More Details on the Yahoo! Microsoft Deal Emerge: If Google Beats You, The Deal is Off

Article by George Norman (Cybersecurity Editor)

on 06 Aug 2009

Last week Microsoft and Yahoo! announced that after years of going back and forth, negotiations between the two companies have come to an end. Microsoft and Yahoo! came to an agreement which stated that for the next decade Microsoft would power Yahoo! search as Bing will become the “exclusive algorithmic search and paid search platform for Yahoo! sites.”

Yahoo! CEO Carol Bartz at the time said that this is a good thing as it will allow the company she runs to focus on other things – like improving the Yahoo! homepage, enhancing Yahoo! Messenger, and making Yahoo! Mail better. She was joined by Microsoft CEO Steve Balmer who said that the deal will attract more users and more advertisers to Bing and push Bing in the right direction as far as displaying relevant search results and relevant ads goes. Despite all of this, many voiced their opinion that the deal would spell disaster for Yahoo!’s lucrative search ad-market.
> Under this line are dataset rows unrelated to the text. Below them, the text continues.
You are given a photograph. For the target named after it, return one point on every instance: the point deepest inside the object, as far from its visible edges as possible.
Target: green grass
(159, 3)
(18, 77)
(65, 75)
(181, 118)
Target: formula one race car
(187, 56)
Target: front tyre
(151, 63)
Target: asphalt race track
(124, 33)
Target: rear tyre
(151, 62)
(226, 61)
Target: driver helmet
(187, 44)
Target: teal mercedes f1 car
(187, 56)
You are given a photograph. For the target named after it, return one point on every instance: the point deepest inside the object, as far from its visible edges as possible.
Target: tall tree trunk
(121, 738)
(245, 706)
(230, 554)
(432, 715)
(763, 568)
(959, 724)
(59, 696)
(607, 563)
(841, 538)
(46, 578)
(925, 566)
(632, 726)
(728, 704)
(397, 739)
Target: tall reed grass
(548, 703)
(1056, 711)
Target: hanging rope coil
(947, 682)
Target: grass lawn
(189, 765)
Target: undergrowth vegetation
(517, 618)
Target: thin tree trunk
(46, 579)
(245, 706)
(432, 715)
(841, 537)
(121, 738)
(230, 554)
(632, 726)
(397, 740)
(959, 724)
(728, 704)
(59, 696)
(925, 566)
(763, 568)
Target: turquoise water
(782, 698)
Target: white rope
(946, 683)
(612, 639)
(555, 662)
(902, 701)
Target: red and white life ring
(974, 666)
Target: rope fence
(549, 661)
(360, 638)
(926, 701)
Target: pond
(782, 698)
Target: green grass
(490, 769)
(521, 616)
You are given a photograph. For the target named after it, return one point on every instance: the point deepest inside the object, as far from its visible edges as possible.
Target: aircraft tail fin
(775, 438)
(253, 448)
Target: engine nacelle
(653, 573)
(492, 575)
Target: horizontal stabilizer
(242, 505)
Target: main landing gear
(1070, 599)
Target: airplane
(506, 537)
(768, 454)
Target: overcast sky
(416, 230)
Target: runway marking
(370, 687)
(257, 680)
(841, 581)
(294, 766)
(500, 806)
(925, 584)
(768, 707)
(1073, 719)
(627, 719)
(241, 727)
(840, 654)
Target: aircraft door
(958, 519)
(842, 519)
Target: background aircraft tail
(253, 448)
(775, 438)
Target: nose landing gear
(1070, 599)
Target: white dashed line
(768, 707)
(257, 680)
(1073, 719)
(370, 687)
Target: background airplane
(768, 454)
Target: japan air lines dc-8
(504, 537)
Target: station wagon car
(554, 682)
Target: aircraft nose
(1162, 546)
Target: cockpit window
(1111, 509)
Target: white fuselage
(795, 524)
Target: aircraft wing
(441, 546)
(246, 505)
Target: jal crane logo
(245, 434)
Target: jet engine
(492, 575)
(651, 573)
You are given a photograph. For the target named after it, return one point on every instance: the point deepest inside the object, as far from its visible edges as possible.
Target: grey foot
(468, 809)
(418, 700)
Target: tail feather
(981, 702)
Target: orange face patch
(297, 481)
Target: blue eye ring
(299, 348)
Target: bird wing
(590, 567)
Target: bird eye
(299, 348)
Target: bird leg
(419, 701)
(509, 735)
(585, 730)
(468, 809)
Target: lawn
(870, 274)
More details about the Yahoo! Microsoft deal have now come to light and they should silence those voices. In a document filed to the US Securities and Exchange Commission (SEC) it is clearly stated that Yahoo! can terminate its deal with Microsoft if the latter fails to be a proper competitor to Google Search.

“Yahoo! may terminate the Search Agreement if the trailing 12-month average of the RPS [revenue per search] in the United States (the “U.S. RPS”) of Yahoo! and Microsoft’s combined queries falls below a specified percentage of Google Inc.’s (“Google”) estimated RPS measured on a comparable basis or if the combined Yahoo! and Microsoft query market share in the United States falls below a specified percentage. On the fifth anniversary of the Search Agreement, and any time thereafter, Yahoo! has the right to terminate the Search Agreement if the trailing 12-month average of Yahoo!’s U.S. RPS is less than a specified percentage of Google’s estimated RPS,” says an excerpt from the SEC document.

Skimming through the document you will notice a few other interesting things about the Microsoft Yahoo! deal:
- At least 400 Yahoo! engineers must be hired by Microsoft and they must be paid “market-competitive compensation packages.” Microsoft will also hire 150 more Yahoo! employes to help with the transition.
- A limited, non-exclusive patent cross-licensing deal has been agreed upon by the two companies.
- If Microsoft and Yahoo! don’t finish their negotiations and wrap things up by the 27th of October, then an arbitration panel will solve their disputes.
- For the first 3 years Microsoft will pay Yahoo! the sum of $50 mil per year to “partially cover transition and implementation costs not otherwise covered under the Search Agreement.”
- Microsoft’s mapping and mobile services are available to Yahoo!, if the latter wishes to use them.
- Microsoft must ensure that the deal meets antitrust requirements (everywhere in the world).